Cookies or a slice of pound cake are served at tea/coffee time, i.e. coffee at eleven in the morning, tea at four in the afternoon and very often, coffee again at eight o'clock at night. It is said that the Dutch are tight-fisted and will reluctantly offer you one cookie, slamming the lid on the jar as soon as you've made your choice. I have never experienced that, and it is most certain not a custom in my household.

For any festive occasion, the Dutch will celebrate with "koffie en gebak", coffee and cake. Birthdays, graduations, promotions, births....but also a morning shopping at the local market, or because company is coming over, or because it's a good hair day. Any excuse is good enough to sit down at a local café or at your own kitchen table with a carefully selected baked item!

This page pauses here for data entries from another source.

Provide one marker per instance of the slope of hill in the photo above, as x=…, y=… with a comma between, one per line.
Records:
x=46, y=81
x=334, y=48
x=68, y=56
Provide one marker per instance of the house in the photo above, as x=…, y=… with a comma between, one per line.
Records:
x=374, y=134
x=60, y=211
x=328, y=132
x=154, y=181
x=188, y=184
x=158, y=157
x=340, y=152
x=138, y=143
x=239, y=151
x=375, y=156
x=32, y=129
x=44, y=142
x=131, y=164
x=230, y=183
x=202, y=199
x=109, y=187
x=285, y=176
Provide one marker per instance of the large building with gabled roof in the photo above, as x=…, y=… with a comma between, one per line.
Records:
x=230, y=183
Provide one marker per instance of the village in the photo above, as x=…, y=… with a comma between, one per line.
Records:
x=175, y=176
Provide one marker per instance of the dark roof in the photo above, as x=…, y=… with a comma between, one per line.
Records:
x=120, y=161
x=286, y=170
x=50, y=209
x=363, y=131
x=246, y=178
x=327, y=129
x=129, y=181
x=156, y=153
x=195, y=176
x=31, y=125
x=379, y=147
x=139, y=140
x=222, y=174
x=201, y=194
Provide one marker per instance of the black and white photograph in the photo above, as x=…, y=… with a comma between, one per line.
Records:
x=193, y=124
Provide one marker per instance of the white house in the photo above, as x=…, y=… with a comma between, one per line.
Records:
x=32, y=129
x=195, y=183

Neighborhood cafés usually specialize in making their own appeltaart, apple pie, which is proudly proclaimed on their street signs.

Cookies vary in shape, size, flavor, ingredients and price but they do tend to have one quality in common: they have to be dunkable. One out of three people dunk their cookie in their coffee or tea and it is commonly accepted. This is called "soppen". It's not that the Dutch have bad teeth, some cookies just taste better when dunked in hot tea or coffee!

Whipped cream cakes (slagroomtaarten) and a dazzling variety of mini-cakes called gebakjes such as Bossche bol, bananensoes, tompoes etc, are the traditional treat for celebrations. The more average pound cake, just called cake, is either vanilla or a light citrus flavor. Sometimes it's marbled with chocolate. Other cakes include schuimtaarten (with a meringue center).

Pies such as vlaaien, are often the specialty of one particular province in Holland: the most southern province, Limburg. These pies are flat, wide and use a yeast dough instead of a pastry crust. To show the fruit filling, most vlaaien will have a lattice of dough. Other vlaaien are kruimelvlaai (pastry cream and streusel), rijstevlaai (sweet rice pudding filling) or flavored bavarois. Vlaaien are sold either by the whole (divides into 12 slices) or by the slice as a small pastry with your coffee.

Holland's bread culture is huge. Two meals a day are pretty much considered "bread meals", traditionally that is breakfast and lunch. Two to four slices of bread, or a couple of rolls, and a wide variety of bread toppings, ranging from savory to sweet make it easy to have a varied meal. On the weekends, breakfast is usually a little more extensive, with perhaps some added raisin rolls, luxury breads and an egg or two.